IPTR was originally a Voyager CD ROM, and it was the first ever produced with continuous sound and images, a possibility that completes, and complements, image as narration and vice-versa. The other day Bob Stein showed me IPTR on his iPod and expressed how perfectly it works on this handheld device. And, it does. IPTR is still a perfect object, and as those old photographs exist thanks to the magic of chemicals and light, this exists thanks to that “old” CD ROM technology, and will continue to exist inhabiting whatever medium necessary to preserve it.
eros - detail.jpg I’ve recently viewed Joan de Fontcuberta’s shows in two galleries in Manhattan; Zabriskie and Aperture,) and the connections between IPTR and these works became obsessive to me. Fontcuberta, also a photographer, has chosen the Internet, and computer technology, as the media for both projects. In “Googlegrams,” he uses the Google image search engine to randomly select images from the Internet by controlling the search engine criteria with only the input of specific key words.

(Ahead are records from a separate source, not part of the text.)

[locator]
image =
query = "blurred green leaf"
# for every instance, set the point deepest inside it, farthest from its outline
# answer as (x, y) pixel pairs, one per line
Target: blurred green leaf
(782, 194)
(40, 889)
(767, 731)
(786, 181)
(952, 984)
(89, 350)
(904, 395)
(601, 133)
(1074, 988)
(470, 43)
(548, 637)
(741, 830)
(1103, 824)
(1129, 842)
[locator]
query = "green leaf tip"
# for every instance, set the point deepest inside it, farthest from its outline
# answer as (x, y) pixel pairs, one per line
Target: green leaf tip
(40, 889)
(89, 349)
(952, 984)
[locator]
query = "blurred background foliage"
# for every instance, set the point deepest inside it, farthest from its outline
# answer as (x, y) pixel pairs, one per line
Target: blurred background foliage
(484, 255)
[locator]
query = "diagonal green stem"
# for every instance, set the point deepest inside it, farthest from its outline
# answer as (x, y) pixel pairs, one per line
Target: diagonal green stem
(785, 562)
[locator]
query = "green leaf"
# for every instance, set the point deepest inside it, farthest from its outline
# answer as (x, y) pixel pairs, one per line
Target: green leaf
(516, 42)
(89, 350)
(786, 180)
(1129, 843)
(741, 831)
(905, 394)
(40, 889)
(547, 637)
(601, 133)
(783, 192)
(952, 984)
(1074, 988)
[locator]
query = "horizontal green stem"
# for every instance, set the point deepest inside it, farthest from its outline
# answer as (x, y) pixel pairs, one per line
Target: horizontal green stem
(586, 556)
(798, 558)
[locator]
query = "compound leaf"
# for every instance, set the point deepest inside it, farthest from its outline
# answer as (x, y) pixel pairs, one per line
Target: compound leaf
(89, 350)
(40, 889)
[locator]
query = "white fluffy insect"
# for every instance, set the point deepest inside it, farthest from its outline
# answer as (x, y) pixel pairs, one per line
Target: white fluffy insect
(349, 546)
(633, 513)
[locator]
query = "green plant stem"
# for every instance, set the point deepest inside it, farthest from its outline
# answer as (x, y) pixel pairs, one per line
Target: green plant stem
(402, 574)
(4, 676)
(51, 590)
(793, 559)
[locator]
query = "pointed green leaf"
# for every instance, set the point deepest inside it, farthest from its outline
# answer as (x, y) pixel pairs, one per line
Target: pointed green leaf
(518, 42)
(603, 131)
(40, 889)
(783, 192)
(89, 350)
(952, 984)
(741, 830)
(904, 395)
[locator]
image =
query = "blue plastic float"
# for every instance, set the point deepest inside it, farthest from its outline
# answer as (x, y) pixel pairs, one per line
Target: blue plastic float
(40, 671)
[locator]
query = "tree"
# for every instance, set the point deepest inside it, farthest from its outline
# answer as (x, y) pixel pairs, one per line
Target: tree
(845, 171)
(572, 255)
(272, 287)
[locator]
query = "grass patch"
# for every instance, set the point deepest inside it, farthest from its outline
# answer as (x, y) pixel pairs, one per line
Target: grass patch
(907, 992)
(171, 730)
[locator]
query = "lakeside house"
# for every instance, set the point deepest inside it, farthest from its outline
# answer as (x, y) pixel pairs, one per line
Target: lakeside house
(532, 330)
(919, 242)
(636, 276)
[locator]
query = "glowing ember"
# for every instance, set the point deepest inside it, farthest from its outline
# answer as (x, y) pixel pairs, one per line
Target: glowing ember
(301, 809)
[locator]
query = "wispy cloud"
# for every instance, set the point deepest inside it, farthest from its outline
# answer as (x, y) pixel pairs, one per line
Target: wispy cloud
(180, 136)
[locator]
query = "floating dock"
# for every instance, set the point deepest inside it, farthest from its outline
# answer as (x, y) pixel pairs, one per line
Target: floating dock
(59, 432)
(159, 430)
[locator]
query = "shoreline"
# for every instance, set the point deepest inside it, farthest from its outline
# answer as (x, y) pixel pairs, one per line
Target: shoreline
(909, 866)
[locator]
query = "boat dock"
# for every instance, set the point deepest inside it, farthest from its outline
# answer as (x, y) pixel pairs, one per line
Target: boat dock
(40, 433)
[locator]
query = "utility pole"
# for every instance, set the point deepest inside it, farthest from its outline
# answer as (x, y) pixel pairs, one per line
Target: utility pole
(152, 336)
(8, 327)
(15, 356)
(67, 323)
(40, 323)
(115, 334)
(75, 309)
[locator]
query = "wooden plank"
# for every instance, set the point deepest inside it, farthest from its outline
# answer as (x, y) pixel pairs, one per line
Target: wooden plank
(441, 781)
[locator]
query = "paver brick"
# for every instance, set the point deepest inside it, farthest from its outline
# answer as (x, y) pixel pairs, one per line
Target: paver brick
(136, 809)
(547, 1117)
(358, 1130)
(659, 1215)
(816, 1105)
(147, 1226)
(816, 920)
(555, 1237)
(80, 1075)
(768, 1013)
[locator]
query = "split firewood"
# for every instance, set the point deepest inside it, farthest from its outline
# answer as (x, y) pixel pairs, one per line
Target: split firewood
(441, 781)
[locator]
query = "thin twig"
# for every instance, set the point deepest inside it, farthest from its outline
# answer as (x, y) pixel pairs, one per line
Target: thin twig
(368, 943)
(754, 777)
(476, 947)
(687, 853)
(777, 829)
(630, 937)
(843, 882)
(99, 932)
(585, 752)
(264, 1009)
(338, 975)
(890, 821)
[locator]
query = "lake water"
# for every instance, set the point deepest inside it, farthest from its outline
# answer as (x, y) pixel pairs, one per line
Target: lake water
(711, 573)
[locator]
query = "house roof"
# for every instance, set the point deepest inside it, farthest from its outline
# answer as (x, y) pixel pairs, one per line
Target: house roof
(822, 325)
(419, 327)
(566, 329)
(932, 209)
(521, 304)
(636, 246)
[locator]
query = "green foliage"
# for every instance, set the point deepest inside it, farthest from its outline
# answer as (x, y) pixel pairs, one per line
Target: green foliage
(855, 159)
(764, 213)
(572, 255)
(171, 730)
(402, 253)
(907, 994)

These Google-selected images are then electronically assembled into a larger image, usually a photo, of Fontcuberta’s choosing (for example, the image of a homeless man sleeping on the sidewalk reassembled from images of the 24 richest people in the world, Lynddie England reassembled from images of the Abu Ghraib’s abuse, or a porno picture reassembled from porno sites.). The end result is an interesting metaphor for the Internet and the relationship between electronic mass media and the creation of our collective consciousness.
For Fontcuberta, the Internet is “the supreme expression of a culture which takes it for granted that recording, classifying, interpreting, archiving and narrating in images is something inherent in a whole range of human actions, from the most private and personal to the most overt and public.” All is mediated by the myriad representations on the global information space. As Zabriskie’s Press Release says, “the thousands of images that comprise the Googlegrams, in their diminutive role as tiles in a mosaic, become a visual representation of the anonymous discourse of the internet.”
fontcuberta landscape.jpg Aperture is showing Fontcuberta’s “Landscapes Without Memory” where the artist uses computer software that renders three-dimensional images of landscapes based on information scanned from two-dimensional sources (usually satellite surveys or cartographic data.) In “Landscapes of Landscapes” Fontcuberta feeds the software fragments of pictures by Turner, Cézanne, Dalí, Stieglitz, and others, forcing the program to interpret this landscapes as “real.”
These painted and photographic landscapes are transformed into three-dimensional mountains, rivers, valleys, and clouds. The result is new, completely artificial realities produced by the software’s interpretation of realities that have been already interpreted by the painters. In the “Bodyscapes” series, Fontcuberta uses the same software to reinterpret photographs of fragments of his own body, resulting in virtual landscapes of a new world. By fooling the computer Fontcuberta challenges the limits between art, science and illusion.
Both Pedro Meyer and Joan de Fontcuberta’s use of photography, technology and the Internet, present us with mediated worlds that move us to rethink the vocabulary of art and representation which are constantly enriched by the means by which they are delivered.